Глава 10
1780 год
Княжна Елена стояла перед портретом Анны Кирилловны и Павлушеньки. На нем мачеха, в объемном, тяжелом платье, словно на троне, восседала в кресле с высокой резной спинкой, а Павлушенька стоял по левую руку от матери. На картине Анна Кирилловна выглядела краше, чем в жизни. Ее чрезмерную худобу художник не показал, а строгому бледному лицу придал красок. Только вот взгляд был таким же – жестким, надменным, подавляющим. Мачеха смотрела с портрета на Елену с укоризной, будто знала о ней какую-то тайну и всем своим видом показывала, что тайну эту выдаст. Елена всегда тушевалась в присутствии Анны Кирилловны и даже теперь, хоть это была всего лишь картина, испытывала робость. А вот младший брат, ее любимый Павлушенька, вышел совершенно настоящим. Художнику удалось передать его задорный взгляд, румяные щечки и легкую улыбку, которая появлялась на губах ребенка, когда тот задумывал какую-нибудь шалость.
Портрет повесили в малой гостиной над диваном. И теперь Анна Кирилловна будет взирать с него на всех, кто окажется в этом помещении. Сама она здесь бывала редко – считала эту гостиную холодной и все время здесь зябла. А вот Елена, напротив, проводила здесь много времени, иногда с книгой, иногда за вышивкой, а иногда просто смотрела в большое окно на подъездную аллею в надежде, что к ним пожалуют гости. Правда, в Хворостино редко наведывался кто-то интересный.
«Анна Кирилловна нарочно велела повесить свой портрет здесь, чтобы вечно напоминать мне, кто здесь настоящая хозяйка», – грустно размышляла Елена.
– Ну, Елена, хорошо Анатоль Митрич Аннушку написал? – спросил Павел Андреевич, неслышно войдя в гостиную.
Елена вздрогнула.
– Неплохо, батюшка, – ответила она.
– Али не нравится?
– Отчего же… нравится.
Павел Андреевич покосился на дочь.
– Ну-ну, говори, что на уме у тебя, – поощрил он дочь.
– Неправда это, – Елена повела рукой в сторону портрета. – Анна Кирилловна в жизни не так молода… и худее.
– Значит, плохо написал Анатоль Митрич?
– Неплохо, что вы, батюшка, совсем неплохо. Павлушенька как живой!
Елена не смела говорить что-то в противовес отцу. Никто не смел. Нрава он был строгого, но справедливого.
– Я Митричу и твой портрет заказал. Завтра приедет, будет писать здесь, на пленэре.

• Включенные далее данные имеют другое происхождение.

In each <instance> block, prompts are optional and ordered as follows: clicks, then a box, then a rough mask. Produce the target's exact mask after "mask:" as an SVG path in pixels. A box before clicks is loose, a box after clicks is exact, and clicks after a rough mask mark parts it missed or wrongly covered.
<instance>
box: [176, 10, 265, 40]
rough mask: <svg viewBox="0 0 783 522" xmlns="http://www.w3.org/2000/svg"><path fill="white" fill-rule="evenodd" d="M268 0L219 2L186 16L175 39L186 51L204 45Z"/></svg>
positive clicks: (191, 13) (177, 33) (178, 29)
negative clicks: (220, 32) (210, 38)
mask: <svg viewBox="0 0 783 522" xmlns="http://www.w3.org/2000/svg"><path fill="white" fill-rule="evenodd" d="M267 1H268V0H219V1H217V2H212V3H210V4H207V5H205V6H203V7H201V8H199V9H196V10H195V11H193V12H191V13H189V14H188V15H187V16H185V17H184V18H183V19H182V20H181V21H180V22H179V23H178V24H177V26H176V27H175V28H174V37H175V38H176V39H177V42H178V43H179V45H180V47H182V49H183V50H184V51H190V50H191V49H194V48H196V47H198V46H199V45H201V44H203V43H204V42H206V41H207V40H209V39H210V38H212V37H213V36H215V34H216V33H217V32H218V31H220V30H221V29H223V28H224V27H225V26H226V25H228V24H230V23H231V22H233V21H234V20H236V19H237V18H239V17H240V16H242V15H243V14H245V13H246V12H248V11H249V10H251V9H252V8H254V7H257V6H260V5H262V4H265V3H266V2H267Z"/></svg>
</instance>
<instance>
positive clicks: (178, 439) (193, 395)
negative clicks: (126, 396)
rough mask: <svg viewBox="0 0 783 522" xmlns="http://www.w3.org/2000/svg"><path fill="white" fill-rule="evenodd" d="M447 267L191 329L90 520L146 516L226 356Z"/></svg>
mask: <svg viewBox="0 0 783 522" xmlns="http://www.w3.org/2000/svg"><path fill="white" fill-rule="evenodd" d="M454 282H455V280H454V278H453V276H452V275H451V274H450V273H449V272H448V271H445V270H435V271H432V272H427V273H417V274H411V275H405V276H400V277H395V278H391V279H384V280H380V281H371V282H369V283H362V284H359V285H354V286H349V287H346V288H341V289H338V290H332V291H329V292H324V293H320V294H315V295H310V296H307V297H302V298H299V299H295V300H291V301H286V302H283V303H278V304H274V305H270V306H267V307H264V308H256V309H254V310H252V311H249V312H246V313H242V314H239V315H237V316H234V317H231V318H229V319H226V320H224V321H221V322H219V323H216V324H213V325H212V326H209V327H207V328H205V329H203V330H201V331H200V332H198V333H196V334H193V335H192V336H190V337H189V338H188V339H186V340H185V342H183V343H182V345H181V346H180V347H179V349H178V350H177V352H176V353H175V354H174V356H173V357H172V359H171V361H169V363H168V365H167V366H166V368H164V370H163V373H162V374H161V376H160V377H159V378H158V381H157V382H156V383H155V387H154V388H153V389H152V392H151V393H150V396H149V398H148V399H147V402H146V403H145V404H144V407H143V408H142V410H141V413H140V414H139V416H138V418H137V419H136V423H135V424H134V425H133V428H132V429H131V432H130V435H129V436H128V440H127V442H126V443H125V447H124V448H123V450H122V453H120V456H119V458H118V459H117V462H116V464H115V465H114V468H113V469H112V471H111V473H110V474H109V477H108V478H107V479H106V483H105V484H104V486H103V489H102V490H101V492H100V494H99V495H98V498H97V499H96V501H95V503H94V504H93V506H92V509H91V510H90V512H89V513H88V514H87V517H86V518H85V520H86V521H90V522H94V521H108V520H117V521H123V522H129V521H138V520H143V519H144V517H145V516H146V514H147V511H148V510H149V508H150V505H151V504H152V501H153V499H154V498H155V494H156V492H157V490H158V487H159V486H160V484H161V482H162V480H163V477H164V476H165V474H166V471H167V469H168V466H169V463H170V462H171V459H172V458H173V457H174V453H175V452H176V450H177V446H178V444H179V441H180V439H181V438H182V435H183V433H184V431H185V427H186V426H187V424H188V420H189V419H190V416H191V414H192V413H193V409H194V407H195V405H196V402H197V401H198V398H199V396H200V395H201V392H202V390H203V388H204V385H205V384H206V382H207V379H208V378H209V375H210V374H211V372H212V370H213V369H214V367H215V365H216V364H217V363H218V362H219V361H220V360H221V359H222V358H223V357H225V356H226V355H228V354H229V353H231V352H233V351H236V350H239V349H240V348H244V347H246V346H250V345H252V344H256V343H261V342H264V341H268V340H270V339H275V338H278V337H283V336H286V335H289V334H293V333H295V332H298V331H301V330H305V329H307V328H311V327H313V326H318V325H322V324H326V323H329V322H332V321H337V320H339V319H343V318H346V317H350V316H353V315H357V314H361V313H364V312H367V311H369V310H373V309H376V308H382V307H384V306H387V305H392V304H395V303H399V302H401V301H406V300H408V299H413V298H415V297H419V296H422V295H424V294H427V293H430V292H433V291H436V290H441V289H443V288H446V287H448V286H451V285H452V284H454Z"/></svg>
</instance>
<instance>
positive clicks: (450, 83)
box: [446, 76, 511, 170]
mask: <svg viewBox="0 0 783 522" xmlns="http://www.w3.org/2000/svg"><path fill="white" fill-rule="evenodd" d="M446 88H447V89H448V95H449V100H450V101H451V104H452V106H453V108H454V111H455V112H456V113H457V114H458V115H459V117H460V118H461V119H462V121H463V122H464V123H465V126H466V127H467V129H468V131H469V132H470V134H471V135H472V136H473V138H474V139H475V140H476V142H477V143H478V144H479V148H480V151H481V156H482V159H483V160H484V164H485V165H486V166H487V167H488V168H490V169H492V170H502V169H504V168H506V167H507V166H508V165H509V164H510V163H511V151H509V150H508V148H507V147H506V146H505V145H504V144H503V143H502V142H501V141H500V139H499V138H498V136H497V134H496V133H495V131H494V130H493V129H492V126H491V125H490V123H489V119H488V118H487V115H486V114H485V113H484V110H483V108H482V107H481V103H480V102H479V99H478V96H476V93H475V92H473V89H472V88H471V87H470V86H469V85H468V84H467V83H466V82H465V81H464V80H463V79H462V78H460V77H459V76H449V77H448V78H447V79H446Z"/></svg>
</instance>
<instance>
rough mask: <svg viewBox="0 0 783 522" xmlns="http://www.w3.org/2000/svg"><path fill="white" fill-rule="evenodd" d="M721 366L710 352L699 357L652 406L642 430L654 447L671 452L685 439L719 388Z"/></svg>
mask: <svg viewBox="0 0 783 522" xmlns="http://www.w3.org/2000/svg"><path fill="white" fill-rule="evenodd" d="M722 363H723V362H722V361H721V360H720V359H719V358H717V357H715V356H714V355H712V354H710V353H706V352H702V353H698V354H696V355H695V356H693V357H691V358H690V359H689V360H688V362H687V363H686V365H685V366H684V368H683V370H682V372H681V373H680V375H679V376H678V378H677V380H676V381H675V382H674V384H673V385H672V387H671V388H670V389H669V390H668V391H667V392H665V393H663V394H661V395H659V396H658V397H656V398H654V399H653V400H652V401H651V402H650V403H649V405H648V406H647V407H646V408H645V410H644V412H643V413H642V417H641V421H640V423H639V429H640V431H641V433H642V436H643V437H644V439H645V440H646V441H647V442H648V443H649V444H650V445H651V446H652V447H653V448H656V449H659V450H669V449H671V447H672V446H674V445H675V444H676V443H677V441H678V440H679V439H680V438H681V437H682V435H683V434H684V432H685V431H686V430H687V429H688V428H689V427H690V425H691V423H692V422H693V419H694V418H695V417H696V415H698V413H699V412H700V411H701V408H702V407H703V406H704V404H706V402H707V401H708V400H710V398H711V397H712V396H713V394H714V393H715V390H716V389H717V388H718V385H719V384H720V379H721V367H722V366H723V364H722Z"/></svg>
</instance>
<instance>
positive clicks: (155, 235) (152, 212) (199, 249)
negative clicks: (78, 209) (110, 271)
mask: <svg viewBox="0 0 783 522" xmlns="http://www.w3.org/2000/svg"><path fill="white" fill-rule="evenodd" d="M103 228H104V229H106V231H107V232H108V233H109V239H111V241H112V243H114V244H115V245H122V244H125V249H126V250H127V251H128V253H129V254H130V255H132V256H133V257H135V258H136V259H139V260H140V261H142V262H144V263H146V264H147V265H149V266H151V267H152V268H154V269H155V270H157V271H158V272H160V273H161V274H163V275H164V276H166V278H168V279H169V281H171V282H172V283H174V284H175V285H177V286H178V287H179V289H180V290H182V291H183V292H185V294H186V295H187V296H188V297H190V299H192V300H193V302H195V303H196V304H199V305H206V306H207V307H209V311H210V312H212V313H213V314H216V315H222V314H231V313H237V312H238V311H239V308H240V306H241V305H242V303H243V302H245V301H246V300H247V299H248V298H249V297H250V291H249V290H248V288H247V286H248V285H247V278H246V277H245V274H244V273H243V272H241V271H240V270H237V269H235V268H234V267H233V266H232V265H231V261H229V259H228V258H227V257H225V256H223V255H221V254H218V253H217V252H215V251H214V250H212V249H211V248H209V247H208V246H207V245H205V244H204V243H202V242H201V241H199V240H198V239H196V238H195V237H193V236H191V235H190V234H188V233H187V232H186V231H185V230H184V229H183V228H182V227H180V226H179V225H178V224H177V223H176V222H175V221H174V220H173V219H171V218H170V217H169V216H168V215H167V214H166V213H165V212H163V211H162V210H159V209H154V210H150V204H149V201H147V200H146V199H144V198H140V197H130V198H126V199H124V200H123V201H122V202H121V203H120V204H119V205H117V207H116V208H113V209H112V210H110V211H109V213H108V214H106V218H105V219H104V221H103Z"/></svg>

– Не стоило, батюшка, – покраснела Елена.
– Отчего же? Пусть и тебя напишет. Тоже здесь вот повесим, на другой стене.
– Хорошо, – кивнула Елена.
– Завтра к нам гости пожалуют, – сообщила Павел Андреевич.
– Не только художник? – догадалась Елена.
– Приедут граф Щетинин с сыном Дмитрием. Весьма приятственный молодой человек. – Отец посмотрел на Елену многозначительным взглядом, под которым та смутилась и опустила глаза. – Дмитрию Ивановичу двадцать пять, он уже распоряжается отцовскими угодьями под Псковом. Очень недурственный парень, а главное – серьезный, с головой. Такой отцовское доброе не растранжирит, – рассказывал Павел Андреевич.
«Зачем папенька мне это говорит? – думала Елена. – К чему это он ведет?»
– Ты к нему присмотрись, доченька. Пора уж.
– Что пора? – вскинула она на отца испуганные глаза.
– Жениха подходящего подыскивать, что ж еще? – усмехнулся Павел Андреевич.
– Не нужно это, батюшка…
– Отчего же?
Дверь распахнулась, и в гостиную вошла Анна Кирилловна с восьмилетней Наташенькой.
– Вот ты где, – одарила Анна Кирилловна Елену укоризненным взглядом. – Поди мою шаль найди. Зябко, а я не знаю, куда она запропастилась.
Елене идти куда-то и искать мачехину шаль не хотелось. Что она ей, девка крепостная, что ли, чтобы бежать по первому зову? Тем не менее, увидев полный вызова взгляд Анны Кирилловны, Елена решила на этот раз не перечить. Мачеха словно ждала, когда падчерица взбрыкнет и начнет дерзить, словно специально подзуживала ее да выводила из себя.